I tried another female GYN, who had been on hormones for over 10 years. She said she remembered her mother during menopause and when she had seen the same symptoms, rushed to hormone replacement. She even had her 90-something mother, with breast cancer, on HRT.

It wasn't that I always felt great on the hormones; I just figured I would feel worse off them. I went off them for the first time a couple of months ago -- temporarily, on the advice of my GYN, because a uterine fibroid was acting up. (Would this happen if I hadn't been on hormones all these years?) After five drug-free weeks, I would not have left his office without a prescription. In fact, he wanted me to start a new HRT regimen a week from that date, and I said, "I need something now!"

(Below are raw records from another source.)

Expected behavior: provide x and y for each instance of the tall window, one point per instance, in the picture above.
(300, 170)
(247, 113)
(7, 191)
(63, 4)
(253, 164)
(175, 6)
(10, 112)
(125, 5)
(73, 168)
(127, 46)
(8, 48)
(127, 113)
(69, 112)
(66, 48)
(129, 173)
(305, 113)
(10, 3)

When I got to France, in the chateau where we stayed with friends and friends of friends, I noticed one woman mixing some kind of drink in a little orange juice container every morning. When I asked what it was and what it was doing for her, she said it was soy, and she hoped it would control the hot flashes she had been having for five years. She was 50. I told her a friend here had started using wild yam cream for the same thing, and she rolled her eyes. It had worked for a couple of months, she said. Everything she had tried had worked, at first. She didn't want to take hormones, because she had a sister with breast cancer.

Back in Tampa, I was in the locker room at the gym talking to my friend on the wild yam cream about the aborted study. An older woman looked up from tying her sneaker. "I've been on hormones since 1978," she said. "I'm not stopping. My blood pressure is good, my heart is good. I'm healthy. They better not tell me I can't take them anymore!"